I made a C++ tool for off-screen rendering of 3D models. The rendering is done using OSMesa library.
The software was working flawlessly for more than a year, and I stopped to make updates to it something like 6 months ago. In the meanwhile my development environment was updated multiple times.
Now I was compiling it again and found an unexpected bug.
The plain version of the software was still working as expected, but the statically linked one is segfaulting.
I'm assuming that the error is mine in the OSmesa configuration/compilation/linking procedure and not in the library code, but any advice about better debugging of the segmentation fault is appreciated.
Having tried numerous variations of the compilation process without success, I'm now quite stuck. Anyone can see something stupid I'm doing in some of the steps described below?

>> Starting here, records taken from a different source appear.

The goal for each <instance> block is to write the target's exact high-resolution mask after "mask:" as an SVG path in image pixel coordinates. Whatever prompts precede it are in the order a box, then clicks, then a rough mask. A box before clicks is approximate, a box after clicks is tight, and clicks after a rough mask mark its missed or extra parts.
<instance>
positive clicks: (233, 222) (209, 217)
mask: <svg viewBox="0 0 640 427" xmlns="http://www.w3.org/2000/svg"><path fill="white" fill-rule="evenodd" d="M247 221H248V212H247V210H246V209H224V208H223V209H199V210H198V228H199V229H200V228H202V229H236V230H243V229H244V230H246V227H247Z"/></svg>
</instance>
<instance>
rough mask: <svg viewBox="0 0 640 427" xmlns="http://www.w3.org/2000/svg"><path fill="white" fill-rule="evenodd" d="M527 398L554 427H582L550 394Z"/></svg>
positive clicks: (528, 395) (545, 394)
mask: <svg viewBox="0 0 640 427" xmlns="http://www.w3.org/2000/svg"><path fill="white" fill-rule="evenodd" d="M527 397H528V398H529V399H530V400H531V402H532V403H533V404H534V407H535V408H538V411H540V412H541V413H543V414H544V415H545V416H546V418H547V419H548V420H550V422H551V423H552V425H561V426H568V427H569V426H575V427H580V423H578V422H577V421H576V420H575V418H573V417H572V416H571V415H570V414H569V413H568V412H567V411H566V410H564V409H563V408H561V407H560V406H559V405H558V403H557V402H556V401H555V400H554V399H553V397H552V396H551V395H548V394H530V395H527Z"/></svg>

I recompiled a static version of the OSmesa library with the same version of the shared library that is working in my system (12.0.6), disabling all the non-needed features (using an Ubuntu based system, no static version of OSmesa lib is available from repositories):
./configure \ --disable-xvmc \ --disable-glx \ --disable-dri \ --with-dri-drivers="" \ --with-gallium-drivers="" \ --disable-shared-glapi \ --disable-egl \ --with-egl-platforms="" \ --enable-osmesa \ --enable-gallium-llvm=no \ --disable-gles1 \ --disable-gles2 \ --enable-static \ --disable-shared
This is the compile command of my off-screen rendering tool:
g++ -std=c++11 -Wall -O3 -g -static -static-libgcc -static-libstdc++ ./src/measure_model.cpp model.o thumbnail.o -o measure_model_debug -pthread -lOSMesa -ldl -lm -lpng -lz -lcrypto
This is a warning that I was getting by statically compiling using OSMesa, and it was present even a year ago with the working static binary:
/home/XXX/XXX/backend/lambda/mesa/mesa-12.0.6/src/mesa/main/dlopen.h:52: warning: Using 'dlopen' in statically linked applications requires at runtime the shared libraries from the glibc version used for linking
This is what I get from running the tool:
Segmentation fault (core dumped)
But no segmentation fault is produced if I simply skip the OSmesa context creation step (and obviously all the 3D rendering)
This is the backtrace:
#0 0x0000000000000000 in ?? () #1 0x00000000004af20a in mtx_init (type=4, mtx=0xe10f70) at ../../include/c11/threads_posix.h:215 #2 _mesa_NewHashTable () at main/hash.c:135 #3 0x000000000052f295 in _mesa_alloc_shared_state (ctx=ctx@entry=0xdcc9b0) at main/shared.c:67 #4 0x000000000046e717 in _mesa_initialize_context (ctx=ctx@entry=0xdcc9b0, api=api@entry=API_OPENGL_COMPAT, visual=, share_list=share_list@entry=0x0, driverFunctions=driverFunctions@entry=0x7fffffffcd40) at main/context.c:1192 #5 0x000000000046c870 in OSMesaCreateContextAttribs (attribList=attribList@entry=0x7fffffffd290, sharelist=) at osmesa.c:834 #6 0x000000000046ccdc in OSMesaCreateContextExt (format=, depthBits=, stencilBits=, accumBits=, sharelist=) at osmesa.c:660 #7 0x0000000000468742 in generate_thumbnail(Model*, Json::Value) () #8 0x0000000000401c7d in main (argc=, argv=) at ./src/measure_model.cpp:107
A statically linked binary is a strict requirement.
The segmentation fault is happening on the same machine I use to compile the tool (OSmesa static lib is compiled in the same machine too), but no segmentation fault in the non-statically linked version of the same tool.